# Anyone use SuperATV winch?



## BernardB

If so how are they.. and ya.. thats about it!! O and do they ship to canada? 


PS I did search Superatv winchs all over the forum sorry if i missed it Polaris!! lol


----------



## BernardB

Well then, Perhaps ill buy one and be the first to comment..


----------



## NMKawierider

BernardB said:


> Well then, Perhaps ill buy one and be the first to comment..


Maybe wait a bit longer for a response...or maybe there is a reason no one owns one...lol


----------



## Polaris425

I think a lot of people here are running Viper's.


----------



## BernardB

ya im thinking viper as well, but seen those SuperATV ones on there site. they are crazy cheap, as well as there mounting plate for the rzr.


----------



## 09_650i

i bought a viper from motoalliance and they shipped it here to new brunswick and it was about half the price of a warn here. i got a 4000 lb it came with the mounting bracket and all wiring. customer service is second to none. as you can see i have no complaints with mine.......... so far lol.


----------



## BernardB

what kinda viper is everyone on about tho? the max, Original, elite??


----------



## NMKawierider

BernardB said:


> what kinda viper is everyone on about tho? the max, Original, elite??


I found this on another thread

http://www.mudinmyblood.net/forum/showpost.php?p=165916&postcount=12


----------



## BBOPowered

a friend of mine has an older Honda Foreman with the 2500 lb superwinch on it and I know hes hated it since the day he got it, Ive seen him bury that thing up over the wheels in nice thick black dirt mud and it doesnt have the power to pull him out. so ive gotta pull him out with mine behind a tree . dunno if hes just got a crappy one or not just my only experience with em'


----------



## BernardB

Im feeling the same way about my new Warn on my bruteforce.. Perhaps i should order 2 viper 4000s while im getting one for the rzr.


----------



## BBBPowered

I've got a Superwinch, don't know if it's the same thing or not, but it'll barely lift the plow. It's a 1500lbs one that came with the wheeler and the only thing it's good for is being used as a tow rope. I expected more from it as I got it for nothing of course. 
Now I'm searching for a new one for this season


----------



## brutemike

BBOPowered said:


> a friend of mine has an older Honda Foreman with the 2500 lb superwinch on it and I know hes hated it since the day he got it, Ive seen him bury that thing up over the wheels in nice thick black dirt mud and it doesnt have the power to pull him out. so ive gotta pull him out with mine behind a tree . dunno if hes just got a crappy one or not just my only experience with em'


 I had the same problem but with warns 2500ci piece of junk.Im going with a 4000 viper when i get the extra cash to get one.


----------



## Polaris425

BBBPowered said:


> I've got a Superwinch, don't know if it's the same thing or not, but it'll barely lift the plow. It's a 1500lbs one that came with the wheeler and the only thing it's good for is being used as a tow rope. I expected more from it as I got it for nothing of course.
> Now I'm searching for a new one for this season


Yeah those old things were a piece of crap.


----------



## Coolwizard

I've got a super winch that's 10+ years old, still going strong (sorta, it's only a 2000lb). It's on my prairie and just gets used for plow duty now but in it's day, it got some pretty good work outs.

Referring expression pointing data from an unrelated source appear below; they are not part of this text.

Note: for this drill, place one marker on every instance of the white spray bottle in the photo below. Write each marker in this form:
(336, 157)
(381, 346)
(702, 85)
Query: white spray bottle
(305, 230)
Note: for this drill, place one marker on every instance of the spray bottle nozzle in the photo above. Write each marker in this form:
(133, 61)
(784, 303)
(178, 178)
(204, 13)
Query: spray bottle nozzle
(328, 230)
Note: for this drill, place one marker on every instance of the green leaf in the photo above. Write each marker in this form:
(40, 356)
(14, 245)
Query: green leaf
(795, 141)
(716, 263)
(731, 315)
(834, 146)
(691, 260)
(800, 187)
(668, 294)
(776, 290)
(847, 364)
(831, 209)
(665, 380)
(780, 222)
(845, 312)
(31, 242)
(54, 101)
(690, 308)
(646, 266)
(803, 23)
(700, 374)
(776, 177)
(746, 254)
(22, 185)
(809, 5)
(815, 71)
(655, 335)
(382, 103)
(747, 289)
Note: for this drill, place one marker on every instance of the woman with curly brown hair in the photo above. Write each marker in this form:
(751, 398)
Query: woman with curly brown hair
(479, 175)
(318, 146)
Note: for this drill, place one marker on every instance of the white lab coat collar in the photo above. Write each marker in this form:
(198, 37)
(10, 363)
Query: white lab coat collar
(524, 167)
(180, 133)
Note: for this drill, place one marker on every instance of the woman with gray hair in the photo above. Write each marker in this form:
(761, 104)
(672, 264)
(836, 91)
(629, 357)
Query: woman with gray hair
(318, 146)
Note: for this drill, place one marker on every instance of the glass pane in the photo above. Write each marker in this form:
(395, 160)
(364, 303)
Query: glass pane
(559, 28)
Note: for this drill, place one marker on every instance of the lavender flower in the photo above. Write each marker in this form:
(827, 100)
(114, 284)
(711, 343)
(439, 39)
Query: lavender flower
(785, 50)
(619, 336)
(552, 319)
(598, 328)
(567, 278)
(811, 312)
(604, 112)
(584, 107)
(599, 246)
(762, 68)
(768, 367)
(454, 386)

However, with the price and quality of the Viper from Motoalliance, I couldn't imagine buying anything else!


----------



## BBOPowered

bought time you joined this **** forum BBBPowered!


----------



## blue beast

never had any pulling probs out of my warn 3k ..pulls good all the way thru..but i have heard the viper is a good winch...


----------



## wyo58

I've owned all three models superwinch, viper, and warn. The superwinch was the 1500 lb one was deffo a P.O.S. The viper was a 3000 lb with the rope cable, not wild about the cable but the winch seemed ok and your right the customer service is second to nobody. I have the warn now and am completely pleased with it! They are more expensive but in my area they are well supported and really hard to dork up.

Happy winch hunting!


----------